Amaal Al-Mifraji, the Iraqi woman featured in our story about how San Diego County has been inappropriately denying refugee welfare applications, has had her application for assistance approved, her resettlement case manager told me.
The case manager, Basima Odeesho, said Al-Mifraji was granted two months’ worth of cash aid totaling $1,142 on Thursday, including March, when she was originally denied, and another payment for this month.
On Friday morning I heard from Dale Fleming, a county Health and Human Services director, who told me the county had reviewed its records to identify refugee applicants who had been inappropriately denied assistance.
“We’re committed to correcting any errors on our part,” Fleming said. “We regret any inconvenience these families may have suffered.”

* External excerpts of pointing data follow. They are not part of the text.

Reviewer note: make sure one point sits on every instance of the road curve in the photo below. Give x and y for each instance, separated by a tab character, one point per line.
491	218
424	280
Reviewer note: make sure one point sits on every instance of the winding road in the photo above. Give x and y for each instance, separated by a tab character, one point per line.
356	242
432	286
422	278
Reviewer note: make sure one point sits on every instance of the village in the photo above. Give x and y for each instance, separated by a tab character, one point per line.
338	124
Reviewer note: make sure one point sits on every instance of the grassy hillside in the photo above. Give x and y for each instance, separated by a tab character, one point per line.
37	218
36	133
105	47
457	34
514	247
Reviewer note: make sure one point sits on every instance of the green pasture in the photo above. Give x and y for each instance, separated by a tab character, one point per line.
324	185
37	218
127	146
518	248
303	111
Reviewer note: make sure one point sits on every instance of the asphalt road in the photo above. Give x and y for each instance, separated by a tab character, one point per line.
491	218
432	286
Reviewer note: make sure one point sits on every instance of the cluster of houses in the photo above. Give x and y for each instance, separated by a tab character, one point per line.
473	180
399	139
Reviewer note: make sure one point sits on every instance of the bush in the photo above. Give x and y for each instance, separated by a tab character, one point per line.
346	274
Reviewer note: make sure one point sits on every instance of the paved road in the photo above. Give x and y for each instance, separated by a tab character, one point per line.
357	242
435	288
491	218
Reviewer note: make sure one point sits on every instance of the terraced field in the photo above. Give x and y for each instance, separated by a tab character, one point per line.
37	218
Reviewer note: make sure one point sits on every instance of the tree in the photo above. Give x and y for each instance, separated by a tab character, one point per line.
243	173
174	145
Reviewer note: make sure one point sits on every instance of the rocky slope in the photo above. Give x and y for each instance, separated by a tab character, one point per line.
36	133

Fleming said her office had reviewed its records dating back to January 2010. That’s when the federal government first increased the amount of money it gives to new refugees to help them resettle in the United States. That increase pushed some families over the income limits to qualify for traditional welfare. The county should have then considered them for an alternative cash assistance program that is supposed to be in place to help refugees for that very reason. It hadn’t been doing that.

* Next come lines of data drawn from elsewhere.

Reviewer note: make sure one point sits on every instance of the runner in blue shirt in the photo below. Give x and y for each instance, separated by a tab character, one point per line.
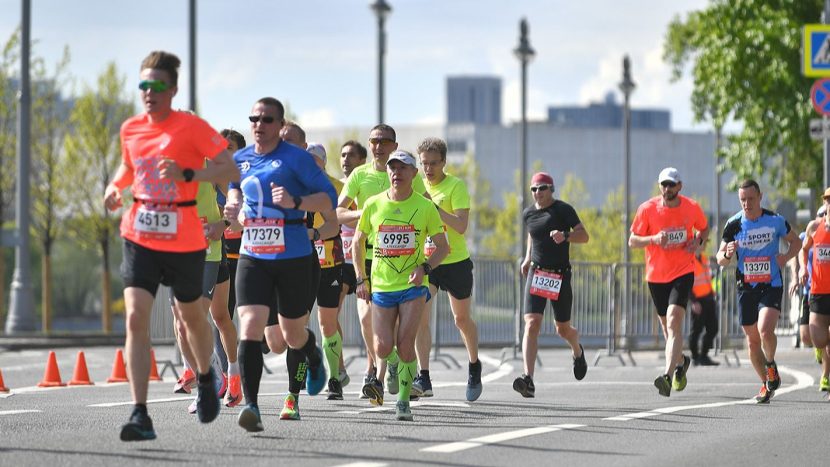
754	235
279	182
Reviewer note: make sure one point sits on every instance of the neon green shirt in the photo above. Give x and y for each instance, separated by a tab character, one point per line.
451	194
209	213
397	229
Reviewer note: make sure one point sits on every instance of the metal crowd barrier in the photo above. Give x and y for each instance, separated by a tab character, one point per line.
612	309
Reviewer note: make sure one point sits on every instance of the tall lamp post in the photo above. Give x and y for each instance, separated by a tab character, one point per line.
627	87
382	10
21	300
524	52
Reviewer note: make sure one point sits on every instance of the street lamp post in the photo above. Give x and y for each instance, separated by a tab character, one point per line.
21	300
524	52
627	87
382	10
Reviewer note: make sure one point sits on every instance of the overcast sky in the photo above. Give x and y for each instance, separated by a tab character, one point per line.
320	56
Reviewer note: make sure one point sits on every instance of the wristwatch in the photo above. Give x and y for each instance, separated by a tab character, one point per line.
188	174
427	268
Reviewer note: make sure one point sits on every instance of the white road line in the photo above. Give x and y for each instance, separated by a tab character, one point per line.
803	380
151	401
497	438
15	412
363	464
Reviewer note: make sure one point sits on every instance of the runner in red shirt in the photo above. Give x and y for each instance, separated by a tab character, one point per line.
670	227
163	151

In reviewing its records, Fleming said, the agency found eight refugee families who had been denied welfare and then not been considered for the alternative program.

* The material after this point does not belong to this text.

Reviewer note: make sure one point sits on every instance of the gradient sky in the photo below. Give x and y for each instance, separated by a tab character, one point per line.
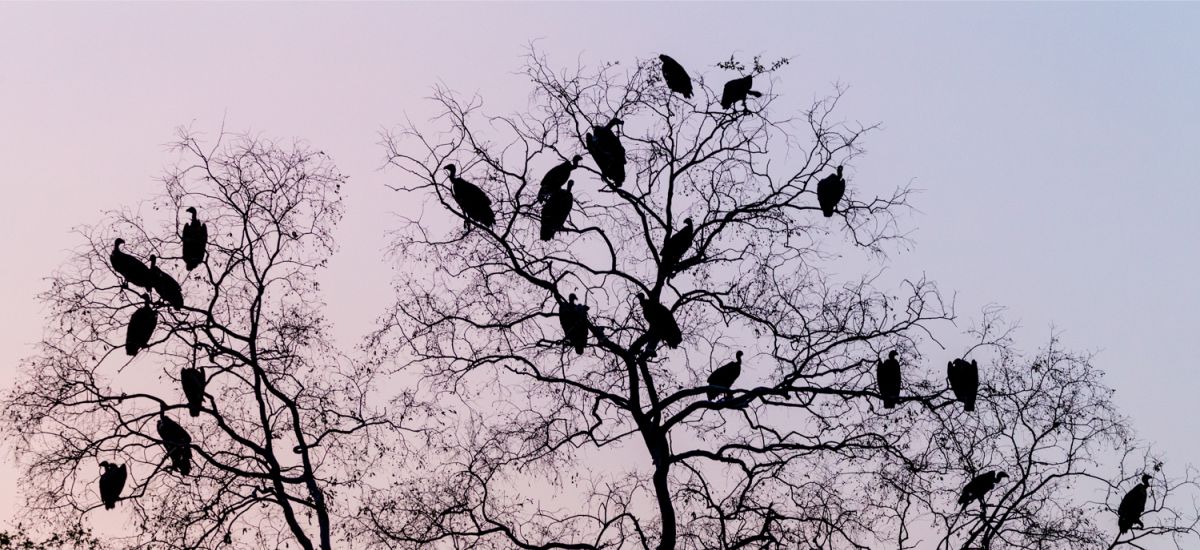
1057	145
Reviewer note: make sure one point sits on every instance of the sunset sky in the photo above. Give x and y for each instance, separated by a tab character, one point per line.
1056	145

It has since reevaluated those families’ applications and found three qualified for the alternative program, Fleming said, while the other five did not. She also said the county has finished updating the instruction manual workers use to ensure refugees who are denied welfare get referred to the appropriate program.
Local refugee resettlement agencies have reported that at least a few dozen of their refugee clients have been potentially affected by the county’s incorrect processing of refugees’ applications for assistance. Some have been denied welfare cash aid, and others have had their food stamps denied or reduced.
On Friday, Fleming said her department was still sorting out how many refugees may have had their food stamp allocations affected and is working with resettlement workers to sort the problems out.